Fault Tolerance

Fault tolerance is an Enterprise Edition feature that lets a SciDB cluster continue its intended operation when one or more instances fail. 

A permanent failure of the Postgres server containing the SciDB System Catalog is unrecoverable. Regular backups of the SciDB data can be a mitigation strategy.  See scidb_backup.py.

To maintain the highest level of fault tolerance:

  1. Configure SciDB to run as a service as described in Running SciDB.
  2. Enable replication as described in Enabling Replication.

Degraded Mode Operation

When one or more instances of your SciDB cluster have failed, WRITE queries are disallowed but READ queries can still succeed.  The cluster is said to be in degraded mode.  To determine if your cluster is in degraded mode, perform either of the following actions:

  • Attempt to run a WRITE query. For example attempt to create a simple array. If it succeeds, then all instances are online. If any instances are offline, an error occurs. If you attempt to run the query immediately after an instance failure (the liveness-timeout parameter is 120 seconds by default) you may get a connection error. After the timeout period, the "Instance liveness has changed" error message appears.
  • Use list_instances() or list_array_residency() as described in Managing SciDB Instances to determine which arrays are in a degraded mode.

If an array's liveness falls below the threshold of having a READ quorum, the following error appears when the array is accessed:

Error id: scidb::SCIDB_SE_EXECUTION::SCIDB_LE_NO_QUORUM2
Error description: Error during query execution.
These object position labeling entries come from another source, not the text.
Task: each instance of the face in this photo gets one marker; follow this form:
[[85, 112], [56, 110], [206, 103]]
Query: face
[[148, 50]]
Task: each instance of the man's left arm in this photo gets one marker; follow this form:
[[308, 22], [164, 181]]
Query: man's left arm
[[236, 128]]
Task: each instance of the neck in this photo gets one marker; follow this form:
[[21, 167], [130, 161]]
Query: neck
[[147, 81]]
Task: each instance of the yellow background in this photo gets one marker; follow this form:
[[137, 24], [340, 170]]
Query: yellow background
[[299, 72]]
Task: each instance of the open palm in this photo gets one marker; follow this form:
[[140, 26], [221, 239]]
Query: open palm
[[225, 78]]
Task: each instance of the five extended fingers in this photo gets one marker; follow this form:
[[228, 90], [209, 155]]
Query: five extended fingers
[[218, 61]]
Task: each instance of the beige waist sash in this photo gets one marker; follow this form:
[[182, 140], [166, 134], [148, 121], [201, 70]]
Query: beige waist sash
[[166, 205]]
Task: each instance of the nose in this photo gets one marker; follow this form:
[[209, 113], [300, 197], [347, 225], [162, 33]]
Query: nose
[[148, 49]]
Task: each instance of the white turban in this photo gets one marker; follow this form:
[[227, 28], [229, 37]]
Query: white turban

Not enough online instances to execute query.

When Instances Fail Permanently

When an instance goes offline, all currently running queries fail rather than running to completion. After the liveness-timeout period expires, you can issue read-only queries (assuming that you still have a READ quorum). If the failed instance does not recover, perform the following steps to ensure that you do not lose data:

  1. If you are close to losing your READ quorum, save all of your data, using the SciDB operator save() or the scidb_backup.py utility. Save in any format that you feel comfortable using.
  2. Add/replace instances as described in Managing SciDB Instances or simply remove the dead instances from the cluster membership (assuming there are enough live servers to maintain the required redundancy).
  3. Copy the arrays in danger of being inaccessible to the new set of instances (i.e. membership).
     

Performing the backup or save (step 1) is not required, but may be faster than steps 2 and 3. You can also do the save after step 2. You can reload the data you saved in step 1 with load() (after the liveness of the cluster matches its membership).

Degradation Example

For this example, assume the following scenario:

Your SciDB cluster consists of 16 instances distributed among 4 servers.

  • Your redundancy parameter is set to: redundancy=3.
  • Three of your worker instances have failed, and you have not been able to bring them back online.
  • You have a large amount of important array data that you cannot afford to lose.
  • All of your data is available, and you can still run read-only queries.
  • You cannot run any update transactions, and if another worker instance fails, you may no longer have a Read quorum. A Read quorum no longer exists when the number of failed servers is higher than the specified redundancy value. A single instance failure renders a server failed as far as redundancy is concerned (even if healthy instances are still running on it). Every time an instance fails on a healthy server, a level of redundancy is lost. In the worst case, four instance failures may result in four failed servers and complete loss of service and data.

To prevent data loss, perform the steps in the section above while you still have a read quorum.